The Scandinavian country with a state monopoly on gambling does not allow non-licensed operators to offer their services and products to Norwegians. Now, the NMA is asking five of the most popular TV distributors in the country to put a ban on gambling ads from several foreign operators.
The ban request follows the general crackdown that officials have enacted on gambling adverts after last year’s investigation that revealed severe breaches on four Discovery Network channels.
Five TV Distributors Summoned to Halt Ads Across Discovery Network
According to the Broadcasting Act that came into effect on January 1, 2021, TV distributors can be asked to prevent or make it more difficult for operators who do not have a license to advertise their products or services in Norway. Allente, Telenor, Altibox, Telia, and RiksTV are the five major TV distributors in Norway that have been asked to put an end to broadcasting gambling ads via four different Discovery network channels: Eurosport Norway, MAX, FEM, and VOX. The targeted ads come from Betsafe, Unibet, Nordicbet, and Betsson.

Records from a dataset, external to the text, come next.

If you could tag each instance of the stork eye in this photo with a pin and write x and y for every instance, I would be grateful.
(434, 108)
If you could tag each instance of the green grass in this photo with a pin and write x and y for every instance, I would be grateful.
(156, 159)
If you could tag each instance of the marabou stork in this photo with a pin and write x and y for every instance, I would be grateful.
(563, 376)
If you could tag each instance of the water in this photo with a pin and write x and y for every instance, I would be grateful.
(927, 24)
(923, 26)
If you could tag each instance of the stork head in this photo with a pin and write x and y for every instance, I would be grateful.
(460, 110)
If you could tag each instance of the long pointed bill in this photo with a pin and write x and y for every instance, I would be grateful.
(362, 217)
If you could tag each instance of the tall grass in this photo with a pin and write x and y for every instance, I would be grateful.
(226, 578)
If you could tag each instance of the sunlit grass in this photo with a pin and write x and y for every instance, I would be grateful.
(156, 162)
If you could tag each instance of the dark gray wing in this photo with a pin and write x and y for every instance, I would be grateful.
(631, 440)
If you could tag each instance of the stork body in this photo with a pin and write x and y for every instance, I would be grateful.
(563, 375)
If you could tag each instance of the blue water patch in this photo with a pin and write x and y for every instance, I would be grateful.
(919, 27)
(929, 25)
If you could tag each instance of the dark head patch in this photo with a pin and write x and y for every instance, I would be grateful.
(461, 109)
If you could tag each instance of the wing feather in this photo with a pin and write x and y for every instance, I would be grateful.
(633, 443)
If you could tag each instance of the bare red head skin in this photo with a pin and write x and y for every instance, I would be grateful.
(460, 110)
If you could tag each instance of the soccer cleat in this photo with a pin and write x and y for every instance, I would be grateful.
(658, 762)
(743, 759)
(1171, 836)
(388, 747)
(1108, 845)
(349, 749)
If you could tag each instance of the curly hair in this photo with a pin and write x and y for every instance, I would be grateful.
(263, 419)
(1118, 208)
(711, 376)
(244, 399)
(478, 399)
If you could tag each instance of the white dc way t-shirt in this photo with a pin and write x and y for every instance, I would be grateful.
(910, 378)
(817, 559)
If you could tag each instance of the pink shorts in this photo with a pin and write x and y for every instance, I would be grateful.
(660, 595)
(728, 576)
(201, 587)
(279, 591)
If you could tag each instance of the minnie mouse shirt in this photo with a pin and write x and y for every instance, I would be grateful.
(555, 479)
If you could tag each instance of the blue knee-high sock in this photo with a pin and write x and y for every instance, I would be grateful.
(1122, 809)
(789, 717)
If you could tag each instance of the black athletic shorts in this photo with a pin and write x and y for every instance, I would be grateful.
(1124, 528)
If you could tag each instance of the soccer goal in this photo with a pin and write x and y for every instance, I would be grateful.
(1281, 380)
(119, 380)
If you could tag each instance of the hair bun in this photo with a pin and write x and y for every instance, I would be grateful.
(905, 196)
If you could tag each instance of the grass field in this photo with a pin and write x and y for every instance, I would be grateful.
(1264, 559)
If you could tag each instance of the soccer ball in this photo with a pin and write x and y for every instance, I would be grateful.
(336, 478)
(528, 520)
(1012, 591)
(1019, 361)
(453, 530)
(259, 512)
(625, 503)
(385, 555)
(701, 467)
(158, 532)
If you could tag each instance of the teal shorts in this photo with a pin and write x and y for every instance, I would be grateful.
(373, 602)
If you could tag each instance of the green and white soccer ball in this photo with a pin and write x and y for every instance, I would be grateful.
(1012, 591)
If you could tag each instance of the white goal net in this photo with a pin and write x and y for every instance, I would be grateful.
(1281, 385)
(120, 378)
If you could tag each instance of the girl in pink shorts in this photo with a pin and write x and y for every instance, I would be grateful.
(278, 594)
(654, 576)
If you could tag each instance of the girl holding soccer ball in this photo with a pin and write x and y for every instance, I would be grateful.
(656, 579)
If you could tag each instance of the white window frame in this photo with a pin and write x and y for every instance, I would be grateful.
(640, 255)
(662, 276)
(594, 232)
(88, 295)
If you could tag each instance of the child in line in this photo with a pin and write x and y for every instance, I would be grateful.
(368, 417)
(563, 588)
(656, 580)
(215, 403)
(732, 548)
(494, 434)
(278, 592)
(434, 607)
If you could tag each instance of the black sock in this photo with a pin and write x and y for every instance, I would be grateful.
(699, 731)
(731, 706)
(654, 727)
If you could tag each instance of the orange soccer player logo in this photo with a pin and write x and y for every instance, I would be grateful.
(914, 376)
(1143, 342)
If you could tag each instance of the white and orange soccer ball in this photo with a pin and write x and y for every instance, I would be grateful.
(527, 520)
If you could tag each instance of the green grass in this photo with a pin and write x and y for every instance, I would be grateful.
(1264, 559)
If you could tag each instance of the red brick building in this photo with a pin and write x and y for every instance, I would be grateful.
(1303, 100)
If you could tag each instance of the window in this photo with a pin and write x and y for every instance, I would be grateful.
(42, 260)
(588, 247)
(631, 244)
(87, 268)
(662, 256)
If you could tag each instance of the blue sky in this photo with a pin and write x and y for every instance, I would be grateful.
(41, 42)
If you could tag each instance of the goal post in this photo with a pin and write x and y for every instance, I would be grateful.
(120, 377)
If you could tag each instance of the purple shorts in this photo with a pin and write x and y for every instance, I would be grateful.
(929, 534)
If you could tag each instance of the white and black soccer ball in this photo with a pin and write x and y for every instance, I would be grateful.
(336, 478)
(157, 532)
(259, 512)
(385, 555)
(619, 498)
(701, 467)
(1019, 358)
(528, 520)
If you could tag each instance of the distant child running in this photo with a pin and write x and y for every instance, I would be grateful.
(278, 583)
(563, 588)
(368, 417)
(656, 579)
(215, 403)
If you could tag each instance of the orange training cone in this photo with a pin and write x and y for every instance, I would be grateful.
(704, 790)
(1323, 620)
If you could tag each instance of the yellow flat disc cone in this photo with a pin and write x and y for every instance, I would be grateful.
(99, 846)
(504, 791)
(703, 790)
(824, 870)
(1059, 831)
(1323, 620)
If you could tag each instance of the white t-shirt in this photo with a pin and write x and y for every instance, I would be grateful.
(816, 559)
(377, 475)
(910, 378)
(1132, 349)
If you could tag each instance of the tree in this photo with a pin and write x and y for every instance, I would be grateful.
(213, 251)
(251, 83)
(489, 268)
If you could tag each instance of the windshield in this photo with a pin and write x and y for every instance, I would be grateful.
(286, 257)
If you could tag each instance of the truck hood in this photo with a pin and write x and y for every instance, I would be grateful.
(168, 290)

The five distributors have been advised to revise their Discovery agreements and make sure their broadcasts do not include any form of gambling adverts and marketing, both are strictly forbidden in the country.
The deadline for the new request will expire on August 15. TV distributors who will fail to comply with are expected to suffer “significant financial reactions”. The NMA made it clear that distributors who would oppose the order should not benefit from any financial advantages.
Combined Efforts to Fight Off Foreign Operators
The gambling law in the country is currently managed by the Norwegian Lotteries Authority. The authority strictly prohibits operators who are not licensed to advertise their services in an attempt to protect problem gamblers. In spite of all past efforts to guarantee a safe environment for the most vulnerable categories, the NMA claims TV viewers have continued to be subject to numerous gambling ads from foreign players operators.
The synergy between the NMA’s Broadcasting Act’s provisions, the Norwegian Lottery Authority’s payment service ban, and the attentive monitoring of Facebook and Google are a powerful weapon against foreign companies trying to penetrate the Norwegian gambling market online. In mid-February, the Norwegian Lotteries Authority warned Kindred’s subsidiary Trannel about imposing coercive fines worth $137,000 a day unless Trannel would stop advertising its illegal gaming offering.